I attached the book link here, you may check the proof on Page 47.
Additivity of outer measure if one of the sets is open.
Suppose $A$ and $G$ are disjoint subsets of $\mathbb{R}$ and $G$ is open. Then $|A \cup G| = |A| + |G|$.
*Note that: $|A|$ and $l(I)$ denote the outer measure of $A$ and the length of interval $I$ respectively.
I wonder that, for the part of proof to the case $G = (a, b)$ and the deduced inequality:
\begin{align*} \sum\limits^{\infty}_{n=1}l(I_{n}) &= \sum\limits^{\infty}_{n=1}(l(J_{n}) + l(L_{n})) + \sum\limits^{\infty}_{n=1}l(K_{n})\\ & \geq |A| + |G| \end{align*}
How can the above inequality show that $|A \cup G| \geq |A| + |G|$?

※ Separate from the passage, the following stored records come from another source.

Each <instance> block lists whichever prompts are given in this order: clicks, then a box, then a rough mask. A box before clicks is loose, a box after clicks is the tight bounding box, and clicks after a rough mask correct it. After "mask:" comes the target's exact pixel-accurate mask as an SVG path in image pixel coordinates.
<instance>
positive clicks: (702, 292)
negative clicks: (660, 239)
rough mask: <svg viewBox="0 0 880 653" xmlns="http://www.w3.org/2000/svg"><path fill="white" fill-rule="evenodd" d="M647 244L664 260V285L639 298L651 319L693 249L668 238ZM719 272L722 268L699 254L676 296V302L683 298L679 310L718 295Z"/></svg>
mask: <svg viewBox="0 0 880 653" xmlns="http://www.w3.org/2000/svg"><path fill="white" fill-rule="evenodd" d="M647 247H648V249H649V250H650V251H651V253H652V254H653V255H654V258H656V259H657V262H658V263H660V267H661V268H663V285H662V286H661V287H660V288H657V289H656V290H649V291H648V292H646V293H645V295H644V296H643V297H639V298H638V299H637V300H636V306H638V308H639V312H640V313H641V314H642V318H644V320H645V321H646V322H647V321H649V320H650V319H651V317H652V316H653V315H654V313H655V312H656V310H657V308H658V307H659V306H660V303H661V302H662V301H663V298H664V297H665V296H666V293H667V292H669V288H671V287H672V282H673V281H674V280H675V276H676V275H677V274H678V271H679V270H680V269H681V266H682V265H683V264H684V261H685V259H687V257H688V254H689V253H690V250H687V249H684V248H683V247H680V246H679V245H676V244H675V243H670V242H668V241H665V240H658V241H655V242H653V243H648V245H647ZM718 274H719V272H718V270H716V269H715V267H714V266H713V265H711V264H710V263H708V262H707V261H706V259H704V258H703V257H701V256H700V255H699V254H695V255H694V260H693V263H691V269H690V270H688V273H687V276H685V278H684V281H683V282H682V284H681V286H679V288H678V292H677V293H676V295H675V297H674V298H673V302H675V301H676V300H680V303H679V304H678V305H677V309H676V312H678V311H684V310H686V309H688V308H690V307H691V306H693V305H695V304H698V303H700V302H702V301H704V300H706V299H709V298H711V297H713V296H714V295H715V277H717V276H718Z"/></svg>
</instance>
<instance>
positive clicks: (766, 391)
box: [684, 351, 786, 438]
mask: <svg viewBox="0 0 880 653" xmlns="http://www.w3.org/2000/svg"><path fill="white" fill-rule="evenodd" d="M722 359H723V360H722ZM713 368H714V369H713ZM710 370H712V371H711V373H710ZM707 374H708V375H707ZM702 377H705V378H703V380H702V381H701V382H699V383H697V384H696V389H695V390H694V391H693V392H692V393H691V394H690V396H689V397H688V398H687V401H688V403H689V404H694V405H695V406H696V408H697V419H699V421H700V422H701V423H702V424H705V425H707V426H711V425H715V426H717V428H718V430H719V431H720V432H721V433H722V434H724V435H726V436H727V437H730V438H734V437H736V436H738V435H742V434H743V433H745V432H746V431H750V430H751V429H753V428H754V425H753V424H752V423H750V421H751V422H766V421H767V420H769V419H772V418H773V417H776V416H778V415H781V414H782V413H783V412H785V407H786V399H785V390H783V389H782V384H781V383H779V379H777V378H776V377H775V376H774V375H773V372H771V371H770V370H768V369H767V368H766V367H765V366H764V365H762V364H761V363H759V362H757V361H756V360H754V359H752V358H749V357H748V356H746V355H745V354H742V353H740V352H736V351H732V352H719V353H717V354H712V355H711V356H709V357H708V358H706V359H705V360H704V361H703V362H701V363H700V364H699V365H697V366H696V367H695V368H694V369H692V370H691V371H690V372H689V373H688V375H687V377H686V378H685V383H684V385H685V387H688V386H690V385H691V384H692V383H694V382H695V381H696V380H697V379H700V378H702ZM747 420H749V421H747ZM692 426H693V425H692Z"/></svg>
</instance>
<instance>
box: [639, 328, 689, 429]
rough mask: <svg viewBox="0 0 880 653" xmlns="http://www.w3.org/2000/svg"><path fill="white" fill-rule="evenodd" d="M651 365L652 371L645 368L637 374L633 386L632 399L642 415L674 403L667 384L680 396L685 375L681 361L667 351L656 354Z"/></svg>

I can only deduce from $(A \cup G) \subset \bigcup^{\infty}_{n=1}I_{n}$, that:
\begin{equation} |A \cup G| \leq \left| \bigcup\limits^{\infty}_{n=1}I_{n}\right| \leq \sum\limits^{\infty}_{n=1}l(I_{n})\\ \end{equation}
However, along with: \begin{equation} \sum\limits^{\infty}_{n=1}l(I_{n}) \geq |A|+ |G| \end{equation}
then both the inequalities are on the same side, so I cannot link them to prove what I desire. How did author reach his conclusion?
Recall the definition of outer measure: $$|A\cup G|=\inf\{\sum l(I_n):A\cup G\subset\cup I_n\}.$$
Then you already know for all $\{I_n\}$ covering $A\cup G$, $$\sum l(I_n)\geq|A|+|G|,$$
after taking infimum over these intervals you get the result.